LA VITICULTURE DOUCE. Domaines Paul Jaboulet Aîné …

La Maison Paul Jaboulet Aîné, c’est l’histoire d’une rencontre magique : celle d’un terroir généreux sur une colline en bordure du Rhône et d’une famille, passionnée par la vigne. Fondée en 1834 par Antoine Jaboulet (1807 – 1864) à Tain l’Hermitage, au pied de la colline, le domaine va prendre son essor sous la direction de ses fils, Paul et Henry. Depuis, les descendants se succèdent pour présider aux destinées d’un vignoble unique et exigeant. En 2006, la Famille Frey, établie de longue date en Champagne et propriétaire du Château “La Lagune” à Bordeaux reprend la Maison Paul Jaboulet Aîné. Interview avec Caroline Frey, œnologue et propriétaire.

L’actualité récente du vignoble français a prouvé que celui-ci était plus que jamais exposé à la mondialisation… le vin est-il un business comme un autre ?

Vous faites référence à la vente du domaine Bonneau du Martray à un homme d’affaire américain. Cette annonce a en effet déstabilisé les traditions bourguignonnes !

Mais si l’on regarde l’histoire du vin, les changements de nationalité ne sont pas si nouveaux que ça. Regardez en Champagne, Deutz , Krug , Bollinger. Ce sont des allemands qui ont créé ces maisons.

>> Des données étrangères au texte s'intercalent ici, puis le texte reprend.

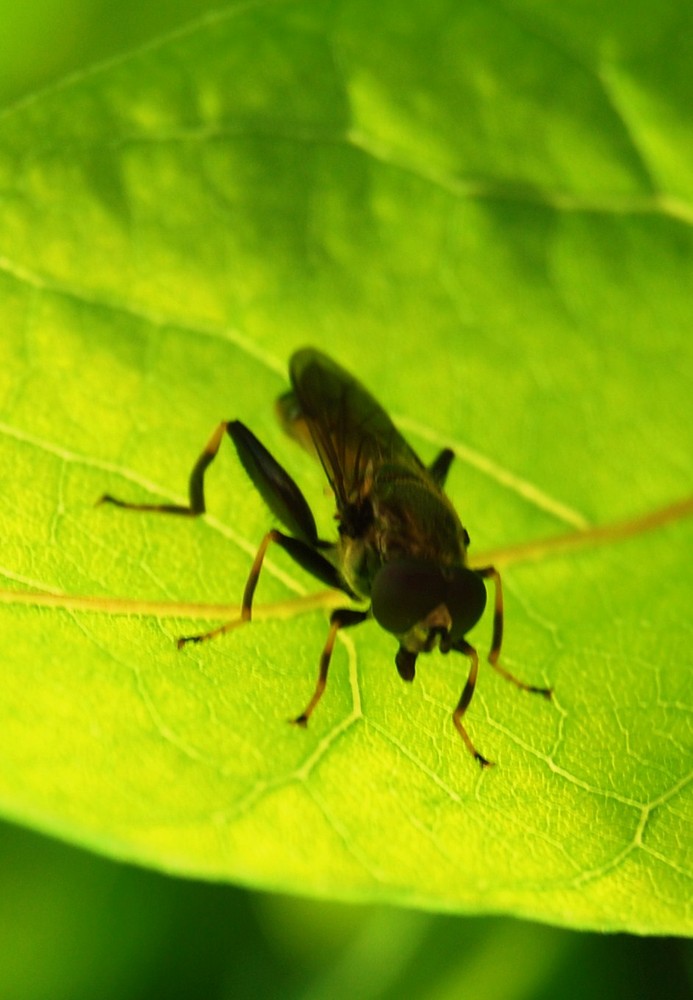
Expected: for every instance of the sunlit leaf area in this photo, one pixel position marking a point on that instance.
(485, 214)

Ou bien Mumm : Fils d’un producteur et vendeur de Riesling en Allemagne, Georges Hermann Mumm commence par établir une collaboration avec des négociants en vin de Champagne, vers 1827. En 1852, il prend la tête d’une maison de Champagne qu’il nomme à son nom et la fait prospérer depuis, jusqu’à devenir un champagne d’exception mondialement connu.

À Bordeaux, les négociants anglais, flamands, allemands, russes et irlandais s’installent à partir du XVIIe siècle (on retrouve leurs noms dans ceux des crus actuels : Lynch-Bages et Lynch-Moussas, Mouton Rothschild et Lafite Rothschild, Langoa Barton et Léoville Barton, Boyd-Cantenac, Prieuré-Lichine, Kirwan, Cantenac Brown, etc.).

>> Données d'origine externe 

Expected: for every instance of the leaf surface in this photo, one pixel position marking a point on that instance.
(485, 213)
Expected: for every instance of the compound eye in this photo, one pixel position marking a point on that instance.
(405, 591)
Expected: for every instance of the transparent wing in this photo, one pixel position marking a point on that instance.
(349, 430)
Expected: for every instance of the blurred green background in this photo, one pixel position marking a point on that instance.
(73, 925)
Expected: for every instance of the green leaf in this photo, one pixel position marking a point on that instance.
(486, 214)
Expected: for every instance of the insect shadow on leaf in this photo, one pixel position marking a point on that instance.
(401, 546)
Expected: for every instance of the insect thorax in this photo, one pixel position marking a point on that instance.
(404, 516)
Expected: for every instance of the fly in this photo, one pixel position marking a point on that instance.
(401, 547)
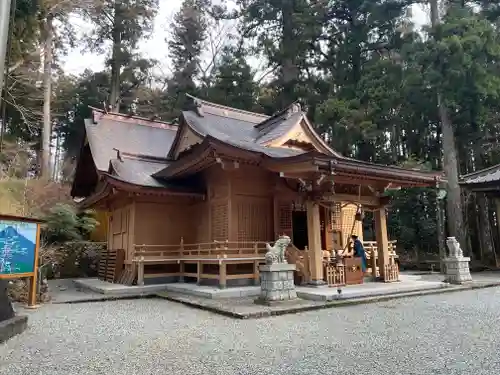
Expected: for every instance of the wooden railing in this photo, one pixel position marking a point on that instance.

Le monde du vin a toujours été très ouvert et s’est ainsi construit mais finalement le plus important dans tout ça c’est que les hommes passent, mais les terroirs restent !

Maintenant est-ce que le vin est un business comme les autres ? 

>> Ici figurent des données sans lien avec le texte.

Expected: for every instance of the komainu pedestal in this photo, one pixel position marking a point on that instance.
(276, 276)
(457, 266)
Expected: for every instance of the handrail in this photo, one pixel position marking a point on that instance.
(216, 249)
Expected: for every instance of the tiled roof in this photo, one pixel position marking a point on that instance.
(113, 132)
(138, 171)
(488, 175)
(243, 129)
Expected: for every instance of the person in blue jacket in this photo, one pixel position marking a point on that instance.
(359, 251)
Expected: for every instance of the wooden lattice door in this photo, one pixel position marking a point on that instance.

Le monde du vin fonctionne à plusieurs vitesses, ceux qui veulent en faire juste un business ne feront jamais de grands vins.

Vous avez fait le choix de la biodynamie pour le Château La Lagune, pratique qui séduit de plus en plus de consommateurs. On sait par ailleurs que cette méthode impacte les rendements. Pourquoi ce choix ? Est-ce un défi au regard du contexte concurrentiel évoqué dans la 1ère question ?

Il est évident qu’aujourd’hui le consommateur est intéressé par les démarches environnementales mais à l’origine, notre cheminement n’a pas été motivé par cela. 

Ce qui fait un grand vin, ce qui le rend inimitable et constant, c’est bien le terroir dans lequel il prend naissance. Le terroir ce n’est pas juste un tas de pierres, une couche d’argile ou une plaque de calcaire. Non, le terroir c’est un lieu de vie, un cercle vertueux qui évolue depuis des millions d’années entre le minéral, le végétal et l’animal, c’est aussi l’interaction de ces éléments avec le climat et l’atmosphère, mais également l’intégration du travail du vigneron. Je crois que la viticulture des grands vins ne peut donc ignorer aucun de ces facteurs. 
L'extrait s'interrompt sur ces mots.